Parvovirus B19 infections are associated with diverse clinical manifestations, ranging from no symptoms to severe symptoms. The virus shows an extreme tropism for replication in erythroid progenitor cells, possibly due to the activity of the only functional promoter (p6) of the B19 virus genome in combination with both cell- and cell cycle-specific factors and the trans-activator protein NS1. As presented here, p6 promoter sequences derived from several B19 virus isolates proved to be highly conserved. Furthermore, mutations did not affect any of the potential binding sites for transcription factors. One variation of the base at position 223 was identified only in B19 virus isolates derived from patients with persistent infection or chronic arthritis. To determine promoter activity and to characterize regulatory elements, sequences spanning the total p6 promoter and subfragments of them were introduced into a eukaryotic expression vector upstream of the luciferase gene (from Photinus pyralis). After transfection into HeLa, CEM, BJAB, and K562 cells, the p6 promoter was found to be highly active. When introduced into the erythroid cell line K562, p6-controlled transcription exceeded that of the simian virus 40 promoter-enhancer used as a control by more than 25-fold. Sequence elements relevant for promoter activity mapped to the regions from nucleotides (nt) 100 to 190 and 233 to 298. Also, the segment from nt 343 to 400 downstream of the TATA box was important for transcriptional activity in HeLa and K562 cells.
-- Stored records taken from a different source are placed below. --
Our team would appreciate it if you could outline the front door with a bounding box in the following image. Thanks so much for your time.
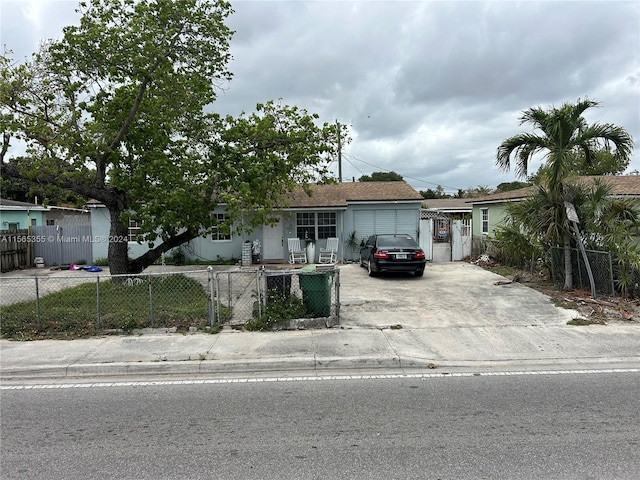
[262,221,285,263]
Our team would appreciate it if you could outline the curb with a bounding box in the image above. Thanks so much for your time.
[5,356,640,381]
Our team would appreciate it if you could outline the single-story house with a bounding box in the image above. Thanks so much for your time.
[422,198,473,220]
[87,181,424,263]
[0,198,48,230]
[468,175,640,237]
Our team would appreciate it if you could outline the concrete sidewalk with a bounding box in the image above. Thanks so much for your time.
[0,262,640,380]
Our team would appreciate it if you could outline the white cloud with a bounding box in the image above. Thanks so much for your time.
[0,0,640,192]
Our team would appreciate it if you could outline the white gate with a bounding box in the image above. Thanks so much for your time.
[419,211,472,262]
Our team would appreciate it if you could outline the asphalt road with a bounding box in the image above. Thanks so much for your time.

By transfecting the promoter-luciferase constructs into a HeLa cell line stably carrying the viral NS1 gene under the control of an inducible promoter, transcriptional activity mediated by the p6 promoter rose significantly after induction of NS1 expression. The region from nt 100 to 160 proved to be essential for NS1-mediated transcriptional activation. Furthermore, NS1-mediated transactivation was dependent on the presence of two GC-rich elements arranged in tandem upstream of the TATA box. These data indicate that NS1-mediated p6 transactivation is dependent on a multicomponent complex combining NS1 with ATF, NF-kappaB/c-Rel, and GC-box binding cellular factors.